A HGNet (High Performance GPU Net) image classification model. Trained on ImageNet-1k by model authors.

Model Details

  • Model Type: Image classification / feature backbone
  • Model Stats:
    • Params (M): 24.4
    • GMACs: 8.5
    • Activations (M): 8.8
    • Image size: train = 224 x 224, test = 288 x 288
  • Dataset: ImageNet-1k
  • Papers:
    • Model paper unknown: TBD
    • Beyond Self-Supervision: A Simple Yet Effective Network Distillation Alternative to Improve Backbones: https://arxiv.org/abs/2103.05959
  • Original: https://github.com/PaddlePaddle/PaddleClas

Model Usage

Image Classification

from urllib.request import urlopen
from PIL import Image
import timm

img = Image.open(urlopen(
    'https://huggingface.co/datasets/huggingface/documentation-images/resolve/main/beignets-task-guide.png'
))

model = timm.create_model('hgnet_small.paddle_in1k', pretrained=True)
model = model.eval()

# get model specific transforms (normalization, resize)
data_config = timm.data.resolve_model_data_config(model)
transforms = timm.data.create_transform(**data_config, is_training=False)

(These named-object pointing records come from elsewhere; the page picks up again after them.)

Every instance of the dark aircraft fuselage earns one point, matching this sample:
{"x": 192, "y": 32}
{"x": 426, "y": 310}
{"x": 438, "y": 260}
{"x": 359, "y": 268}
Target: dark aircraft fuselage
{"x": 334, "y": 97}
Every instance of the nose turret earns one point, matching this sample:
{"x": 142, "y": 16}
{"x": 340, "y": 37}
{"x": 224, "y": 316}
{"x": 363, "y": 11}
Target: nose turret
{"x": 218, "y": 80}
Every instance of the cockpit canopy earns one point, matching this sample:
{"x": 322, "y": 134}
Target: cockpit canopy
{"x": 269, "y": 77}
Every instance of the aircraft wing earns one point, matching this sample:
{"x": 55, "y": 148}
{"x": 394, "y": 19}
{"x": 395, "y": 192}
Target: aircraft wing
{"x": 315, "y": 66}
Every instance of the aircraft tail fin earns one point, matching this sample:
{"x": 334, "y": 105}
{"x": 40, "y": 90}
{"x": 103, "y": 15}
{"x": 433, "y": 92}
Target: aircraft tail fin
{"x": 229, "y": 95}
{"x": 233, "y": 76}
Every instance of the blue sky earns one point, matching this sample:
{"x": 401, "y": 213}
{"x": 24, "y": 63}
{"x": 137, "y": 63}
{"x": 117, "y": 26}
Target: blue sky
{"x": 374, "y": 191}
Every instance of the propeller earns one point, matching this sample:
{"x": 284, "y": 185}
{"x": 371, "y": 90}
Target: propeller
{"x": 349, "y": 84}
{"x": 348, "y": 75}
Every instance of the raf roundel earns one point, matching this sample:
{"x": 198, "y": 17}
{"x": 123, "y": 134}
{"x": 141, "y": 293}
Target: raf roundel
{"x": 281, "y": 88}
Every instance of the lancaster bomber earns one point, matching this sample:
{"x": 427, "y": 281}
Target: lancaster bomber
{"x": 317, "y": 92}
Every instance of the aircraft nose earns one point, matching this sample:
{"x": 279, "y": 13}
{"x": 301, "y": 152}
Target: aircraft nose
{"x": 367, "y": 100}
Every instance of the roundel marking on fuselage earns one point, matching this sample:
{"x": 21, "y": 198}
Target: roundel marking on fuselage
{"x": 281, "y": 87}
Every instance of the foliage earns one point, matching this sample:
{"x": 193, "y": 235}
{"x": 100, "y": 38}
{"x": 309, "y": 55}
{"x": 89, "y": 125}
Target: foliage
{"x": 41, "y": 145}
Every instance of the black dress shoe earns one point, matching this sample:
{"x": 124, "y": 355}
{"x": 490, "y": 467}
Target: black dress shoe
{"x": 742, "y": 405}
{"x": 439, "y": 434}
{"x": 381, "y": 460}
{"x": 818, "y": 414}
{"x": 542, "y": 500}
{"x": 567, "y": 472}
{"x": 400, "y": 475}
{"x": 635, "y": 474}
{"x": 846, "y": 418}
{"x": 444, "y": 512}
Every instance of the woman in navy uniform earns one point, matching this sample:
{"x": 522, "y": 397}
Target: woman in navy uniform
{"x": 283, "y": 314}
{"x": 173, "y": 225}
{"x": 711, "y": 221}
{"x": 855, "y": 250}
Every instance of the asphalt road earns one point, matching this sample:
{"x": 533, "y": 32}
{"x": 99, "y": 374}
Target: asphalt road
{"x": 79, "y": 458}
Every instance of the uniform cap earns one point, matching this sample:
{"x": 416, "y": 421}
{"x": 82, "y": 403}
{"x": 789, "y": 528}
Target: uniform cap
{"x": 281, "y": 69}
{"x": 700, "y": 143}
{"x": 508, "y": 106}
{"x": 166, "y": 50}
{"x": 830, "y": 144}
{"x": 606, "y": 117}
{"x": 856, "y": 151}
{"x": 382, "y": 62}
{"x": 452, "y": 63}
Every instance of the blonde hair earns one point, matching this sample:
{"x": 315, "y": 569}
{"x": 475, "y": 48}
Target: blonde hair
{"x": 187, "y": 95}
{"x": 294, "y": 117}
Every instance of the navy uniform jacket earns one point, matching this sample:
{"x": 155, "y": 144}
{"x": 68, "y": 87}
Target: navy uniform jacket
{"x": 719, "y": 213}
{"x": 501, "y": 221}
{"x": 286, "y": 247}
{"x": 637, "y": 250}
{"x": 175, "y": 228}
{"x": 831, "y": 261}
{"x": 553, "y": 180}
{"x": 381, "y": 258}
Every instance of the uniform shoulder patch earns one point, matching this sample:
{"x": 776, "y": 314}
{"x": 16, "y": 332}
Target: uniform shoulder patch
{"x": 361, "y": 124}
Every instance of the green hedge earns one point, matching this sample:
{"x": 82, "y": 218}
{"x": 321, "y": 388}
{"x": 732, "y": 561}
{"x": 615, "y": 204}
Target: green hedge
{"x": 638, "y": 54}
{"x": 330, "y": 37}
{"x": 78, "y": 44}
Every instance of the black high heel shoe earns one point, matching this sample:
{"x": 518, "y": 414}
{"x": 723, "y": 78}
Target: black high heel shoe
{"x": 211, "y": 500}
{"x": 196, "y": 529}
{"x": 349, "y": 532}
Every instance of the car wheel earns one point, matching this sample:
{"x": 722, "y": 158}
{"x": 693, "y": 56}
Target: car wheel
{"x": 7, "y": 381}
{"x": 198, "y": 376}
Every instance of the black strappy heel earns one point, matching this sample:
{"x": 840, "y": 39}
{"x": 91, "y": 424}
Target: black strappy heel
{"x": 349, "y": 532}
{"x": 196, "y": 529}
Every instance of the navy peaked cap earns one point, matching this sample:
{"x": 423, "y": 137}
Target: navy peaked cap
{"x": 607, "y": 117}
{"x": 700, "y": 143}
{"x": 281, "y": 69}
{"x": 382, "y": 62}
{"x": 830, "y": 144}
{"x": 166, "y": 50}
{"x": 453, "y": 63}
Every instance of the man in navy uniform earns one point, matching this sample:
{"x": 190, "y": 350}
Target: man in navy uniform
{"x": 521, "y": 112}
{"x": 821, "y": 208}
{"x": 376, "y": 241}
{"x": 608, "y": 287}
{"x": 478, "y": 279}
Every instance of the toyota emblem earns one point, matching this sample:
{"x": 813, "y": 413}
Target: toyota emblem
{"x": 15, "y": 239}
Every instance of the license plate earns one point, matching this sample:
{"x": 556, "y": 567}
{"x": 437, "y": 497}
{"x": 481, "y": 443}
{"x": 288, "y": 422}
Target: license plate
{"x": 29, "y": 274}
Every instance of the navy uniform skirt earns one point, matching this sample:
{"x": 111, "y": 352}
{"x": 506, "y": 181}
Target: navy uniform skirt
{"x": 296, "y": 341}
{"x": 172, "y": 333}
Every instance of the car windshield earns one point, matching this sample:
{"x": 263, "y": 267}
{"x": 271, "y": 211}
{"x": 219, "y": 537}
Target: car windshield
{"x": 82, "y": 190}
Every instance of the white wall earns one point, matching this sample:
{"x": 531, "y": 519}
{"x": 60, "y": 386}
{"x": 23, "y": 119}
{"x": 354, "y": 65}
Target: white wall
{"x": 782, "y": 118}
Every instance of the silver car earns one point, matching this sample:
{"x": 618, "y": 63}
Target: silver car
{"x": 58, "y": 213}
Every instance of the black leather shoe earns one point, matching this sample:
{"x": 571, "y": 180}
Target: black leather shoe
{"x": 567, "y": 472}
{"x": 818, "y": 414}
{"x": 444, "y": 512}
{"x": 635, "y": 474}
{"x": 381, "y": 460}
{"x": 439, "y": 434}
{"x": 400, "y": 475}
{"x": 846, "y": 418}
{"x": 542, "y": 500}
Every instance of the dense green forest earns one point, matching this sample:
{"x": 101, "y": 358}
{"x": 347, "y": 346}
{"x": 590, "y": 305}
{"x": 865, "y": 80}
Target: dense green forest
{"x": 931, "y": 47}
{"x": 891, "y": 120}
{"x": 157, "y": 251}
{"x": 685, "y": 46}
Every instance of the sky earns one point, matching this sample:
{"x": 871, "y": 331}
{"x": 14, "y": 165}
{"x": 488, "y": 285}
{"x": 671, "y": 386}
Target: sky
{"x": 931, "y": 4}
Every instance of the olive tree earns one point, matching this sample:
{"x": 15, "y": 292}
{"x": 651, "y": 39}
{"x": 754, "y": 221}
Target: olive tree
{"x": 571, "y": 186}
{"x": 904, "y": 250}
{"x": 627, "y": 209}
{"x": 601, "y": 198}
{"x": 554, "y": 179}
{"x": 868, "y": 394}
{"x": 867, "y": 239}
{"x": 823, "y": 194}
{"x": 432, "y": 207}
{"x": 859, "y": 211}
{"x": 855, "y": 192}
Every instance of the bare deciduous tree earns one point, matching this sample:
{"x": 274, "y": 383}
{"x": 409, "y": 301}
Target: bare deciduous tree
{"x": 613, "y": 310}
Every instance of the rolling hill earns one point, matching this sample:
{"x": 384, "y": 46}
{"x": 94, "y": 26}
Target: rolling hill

output = model(transforms(img).unsqueeze(0))  # unsqueeze single image into batch of 1

top5_probabilities, top5_class_indices = torch.topk(output.softmax(dim=1) * 100, k=5)

Feature Map Extraction

from urllib.request import urlopen
from PIL import Image
import timm

img = Image.open(urlopen(
    'https://huggingface.co/datasets/huggingface/documentation-images/resolve/main/beignets-task-guide.png'
))

model = timm.create_model(
    'hgnet_small.paddle_in1k',
    pretrained=True,
    features_only=True,
)
model = model.eval()

# get model specific transforms (normalization, resize)
data_config = timm.data.resolve_model_data_config(model)
transforms = timm.data.create_transform(**data_config, is_training=False)

output = model(transforms(img).unsqueeze(0))  # unsqueeze single image into batch of 1

for o in output:
    # print shape of each feature map in output
    # e.g.:
    #  torch.Size([1, 256, 56, 56])
    #  torch.Size([1, 512, 28, 28])
    #  torch.Size([1, 768, 14, 14])
    #  torch.Size([1, 1024, 7, 7])

    print(o.shape)

Image Embeddings

from urllib.request import urlopen
from PIL import Image
import timm

img = Image.open(urlopen(
    'https://huggingface.co/datasets/huggingface/documentation-images/resolve/main/beignets-task-guide.png'
))

model = timm.create_model(
    'hgnet_small.paddle_in1k',
    pretrained=True,
    num_classes=0,  # remove classifier nn.Linear
)
model = model.eval()

# get model specific transforms (normalization, resize)
data_config = timm.data.resolve_model_data_config(model)
transforms = timm.data.create_transform(**data_config, is_training=False)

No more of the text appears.